European "Union"

The idea of a united Europe is not a new one. It first came about after the fall of Constantinople in 1453. Back in 1464, George of Podebrady proposed a union of European Christian nations against the forming Ottoman Empire. At the time the notion was based on the religious aspect, but the idea had merit and over the centuries it became a reality.

But, did it?

A united Europe is a force to be reckoned with economically, politically, technologically, but most importantly as a force for human rights. From the first idea of Democracy to same sex marriages, Europe has been at the forefront of human rights, higher standard of living, equal opportunities, and, most important of all, the idea that the citizen is the highest form of privilege that can be given to someone.

Being recognized as a citizen means that you are a true inhabitant of the country, that you legally belong. It also means that you had certain political rights and obligations. The very idea behind this is that people of all genders are the masters of their fate and responsible for the decisions that affect their lives within the country. This is achieved through either direct or indirect means.

Herein lies the problem. Within the European Union all voices must be heard and the majority rules through compromise with the minority. This is how it should be. But it isn't. And it never was. Some citizens and countries are more privileged than others, and non are as privileged as the "Union".

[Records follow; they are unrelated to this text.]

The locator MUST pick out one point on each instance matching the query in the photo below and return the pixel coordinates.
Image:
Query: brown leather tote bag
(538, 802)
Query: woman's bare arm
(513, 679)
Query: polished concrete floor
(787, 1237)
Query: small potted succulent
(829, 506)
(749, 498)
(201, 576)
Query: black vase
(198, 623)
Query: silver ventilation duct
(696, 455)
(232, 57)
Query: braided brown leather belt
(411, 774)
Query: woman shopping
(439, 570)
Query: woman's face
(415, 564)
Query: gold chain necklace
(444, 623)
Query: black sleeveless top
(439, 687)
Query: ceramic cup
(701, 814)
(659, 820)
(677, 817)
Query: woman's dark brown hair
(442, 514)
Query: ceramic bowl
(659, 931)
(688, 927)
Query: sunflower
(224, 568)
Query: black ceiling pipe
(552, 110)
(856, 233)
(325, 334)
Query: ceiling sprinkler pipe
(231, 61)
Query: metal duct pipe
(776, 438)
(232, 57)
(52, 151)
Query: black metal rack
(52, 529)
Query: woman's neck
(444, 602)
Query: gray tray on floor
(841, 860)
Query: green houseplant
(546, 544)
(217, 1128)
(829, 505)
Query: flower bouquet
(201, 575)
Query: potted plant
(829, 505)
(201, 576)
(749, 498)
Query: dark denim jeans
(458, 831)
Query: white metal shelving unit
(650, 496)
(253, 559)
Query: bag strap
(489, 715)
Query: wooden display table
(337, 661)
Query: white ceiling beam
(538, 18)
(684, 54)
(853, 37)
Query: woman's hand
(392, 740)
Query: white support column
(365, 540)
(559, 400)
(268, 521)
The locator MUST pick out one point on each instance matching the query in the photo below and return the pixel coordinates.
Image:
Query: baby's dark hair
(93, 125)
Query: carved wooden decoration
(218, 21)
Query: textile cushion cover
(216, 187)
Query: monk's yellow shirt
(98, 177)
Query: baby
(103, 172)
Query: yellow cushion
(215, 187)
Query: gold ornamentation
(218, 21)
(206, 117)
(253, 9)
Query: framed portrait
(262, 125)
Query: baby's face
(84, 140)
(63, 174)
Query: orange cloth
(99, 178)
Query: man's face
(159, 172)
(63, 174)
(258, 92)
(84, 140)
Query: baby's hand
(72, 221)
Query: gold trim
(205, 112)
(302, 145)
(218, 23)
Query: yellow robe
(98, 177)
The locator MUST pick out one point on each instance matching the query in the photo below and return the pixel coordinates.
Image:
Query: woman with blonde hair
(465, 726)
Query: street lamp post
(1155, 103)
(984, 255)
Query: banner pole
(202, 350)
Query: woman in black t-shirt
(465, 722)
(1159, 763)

The "industrial" North, with Germany as its defacto leader, has been dictating policy for the last two decades. That is not necessarily a bad thing, but it does fail to take into account the different needs and requirements of the various nations that comprise the EU. The needs of Italy and Greece are different to the needs of The Netherlands and Belgium. Germany has a different economic base than Portugal.

The reason behind this is that we are in fact different, separated by eons of cultural divergence. Where there are small differences within the same country, e.g. between Greater London and Yorkshire, at the European level they become vast.

The last few years have shown that those differences are now breaking apart the very fabric of what EU was meant to be. Greece has become a third-world country with unemployment at an all-time high (including the Great Depression). Brexit has been the answer for ill-informed, poorly educated, low-to-middle class people that no longer feel that the European Union cares for them. Not only that, the huge bailout of the banks on the backs of the citizenry, the absence of prosecutions against the people that caused the collapse. This has shown quite clearly that there are a number of things that are fundamentally wrong.

It is a flawed perception of what the EU has always been, by the citizens that has brought us here. At its core, it is an economic union of disparate countries. An effort to create a single market of 500+ million souls, maximise profit, and create a dynamic pool of cheap labour. It was never about democracy, that was just a veneer to help the EU's architects facilitate their core objective.

The evidence is there. The first thing that went when problems started rising to the surface was the democratic processes. The Greek constitution is in tatters, democratic process in Italy is going up in flames. The rise of the hard-right across many country-members, Le Pen, Wilders, Nuttall, Michaloliakos. The evidence is there; the hundreds of thousands of drowned migrants on the shores of the "enlightened" Europe. More of them are stacked up in limbo on closed borders, whilst the death toll gently rises with every passing day.

It may be time to face the fact that the European Union is not what every day citizen thinks it is. It is not a democratic union, although it professes it is one. It is not the large community of nations and citizens that we have hoped for. It is a highly antagonistic, extremely complex, market based around the banking system and creation and preservation of wealth at all costs.

The European Union needs a change, starting from its title. It is still the EEC. The European Economic Community. When we recognise this fact we will be able to do something about it and start asking for the changes that we need as inheritors of Western thinking and morals. Then, we will be able to have a true union.

Then, we will be Citizens of Europe.